Mercedes-Benz B-Class (2012 – 2018) Review
Mercedes-Benz B-Class (2012 – 2018) At A Glance
The second generation of Mercedes-Benz B-Class aimed to be the premium manufacturer’s take on a small MPV or a beefed-up hatchback when it was on sale from 2012 to 2018. It’s a sort of ‘best of both worlds’ attempt of blending posh with practicality but without the huge price tag of the brand’s bigger SUVs. Mercedes isn’t the only brand to have tried this – the BMW 2 Series Active Tourer is a similar concept, as is the Volkswagen Golf SV (or Golf Plus) but it is a bit of a rarity.
The Mercedes-Benz B-Class is a development of the ideas originally thought up for the first generation of A-Class. This is why the B-Class has tall sides and single box styling, whereas the A-Class has developed into a more traditional premium hatch.
Those tall sides give the B-Class ample interior space for five, making it a plausible alternative to many MPVs and crossover rivals. Add in the appeal of the Mercedes-Benz three-pointed star badge, a large boot and strong build quality and the B-Class begins to build a case for itself.
There’s a choice of two petrol versions, which both use the same 1.6-litre turbo petrol engines in two different outputs. You can also choose from a 1.5-litre diesel or two versions of the 2.1-litre diesel and the most powerful diesel is also available with 4Matic all-wheel drive.

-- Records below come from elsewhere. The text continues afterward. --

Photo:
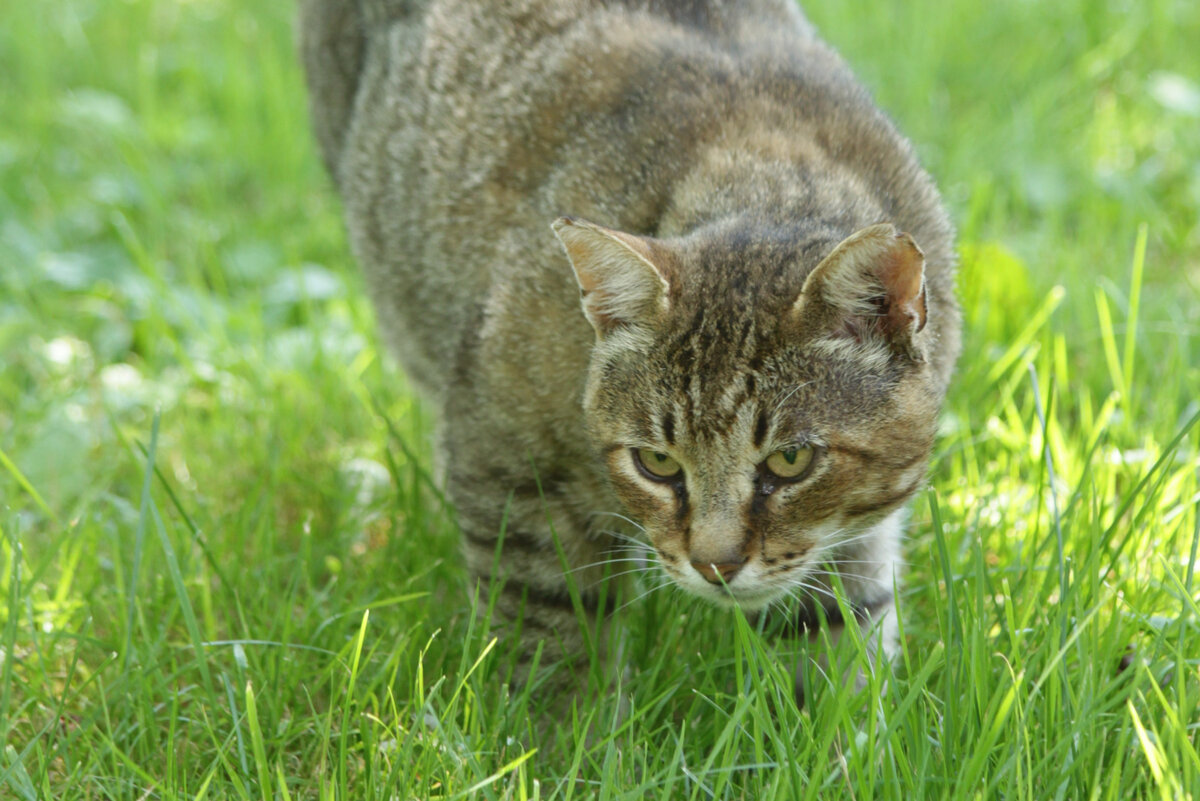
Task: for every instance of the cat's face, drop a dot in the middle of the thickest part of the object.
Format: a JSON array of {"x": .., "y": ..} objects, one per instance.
[{"x": 754, "y": 429}]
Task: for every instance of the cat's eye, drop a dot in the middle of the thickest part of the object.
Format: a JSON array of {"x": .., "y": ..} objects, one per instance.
[
  {"x": 792, "y": 462},
  {"x": 657, "y": 465}
]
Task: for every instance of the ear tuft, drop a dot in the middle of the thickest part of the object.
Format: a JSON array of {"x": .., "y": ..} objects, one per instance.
[
  {"x": 623, "y": 278},
  {"x": 873, "y": 285}
]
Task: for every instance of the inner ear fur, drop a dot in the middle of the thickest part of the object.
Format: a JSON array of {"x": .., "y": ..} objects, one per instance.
[
  {"x": 871, "y": 285},
  {"x": 624, "y": 279}
]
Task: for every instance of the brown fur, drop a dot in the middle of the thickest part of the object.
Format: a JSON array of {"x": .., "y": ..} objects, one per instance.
[{"x": 736, "y": 202}]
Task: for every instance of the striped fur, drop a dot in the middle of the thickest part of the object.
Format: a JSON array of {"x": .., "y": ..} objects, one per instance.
[{"x": 735, "y": 205}]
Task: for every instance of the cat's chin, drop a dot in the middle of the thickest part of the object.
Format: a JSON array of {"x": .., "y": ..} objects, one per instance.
[{"x": 748, "y": 600}]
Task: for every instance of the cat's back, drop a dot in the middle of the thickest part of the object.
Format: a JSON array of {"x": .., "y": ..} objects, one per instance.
[{"x": 474, "y": 124}]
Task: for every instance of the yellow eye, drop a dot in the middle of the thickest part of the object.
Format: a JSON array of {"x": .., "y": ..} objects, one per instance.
[
  {"x": 791, "y": 463},
  {"x": 658, "y": 465}
]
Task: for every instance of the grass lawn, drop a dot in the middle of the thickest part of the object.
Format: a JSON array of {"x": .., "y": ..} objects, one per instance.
[{"x": 225, "y": 573}]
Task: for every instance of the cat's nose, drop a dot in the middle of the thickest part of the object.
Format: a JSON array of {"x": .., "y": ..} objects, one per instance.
[{"x": 719, "y": 572}]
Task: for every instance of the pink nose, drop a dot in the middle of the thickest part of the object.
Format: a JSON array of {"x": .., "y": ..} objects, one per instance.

While the variety of engines and premium appeal of the B-Class will attract some to its ranks, this Mercedes-Benz does not offer much in the way of driving thrills. The handling is at best average for the class and the firm ride is necessary to stop the tall-sided B-Class from lolling about too much in corners.
Where the B-Class does regain ground is the amount of safety equipment supplied as standard with the car. All B-Class models have seven airbags, a Collision Prevention Assist Plus system to avoid accidents happening in the first place, plus a driver drowsiness warning. Mercedes-Benz also includes automatic child seat recognition to deactivate the front passenger airbag when a child seat is fitted.
There are three main trim levels on offer in the Mercedes-Benz B-Class, with SE, Sport and AMG Line. Given the market that Mercedes looks to appeal to, the standard level of kit is good even on the basic model. Even the SE cars got toys such as a reversing camera, leather substitute trim, a seven-inch display and active parking assist.
Sport adds more tech and some visual upgrades while AMG Line is the one that brings more in the way of a body kit and lowered suspension, for those of you that want your people carrier to have a degree of sportiness.
For many buyers though, the B-Class will be too expensive compared to rivals that make do without a Mercedes-Benz badge.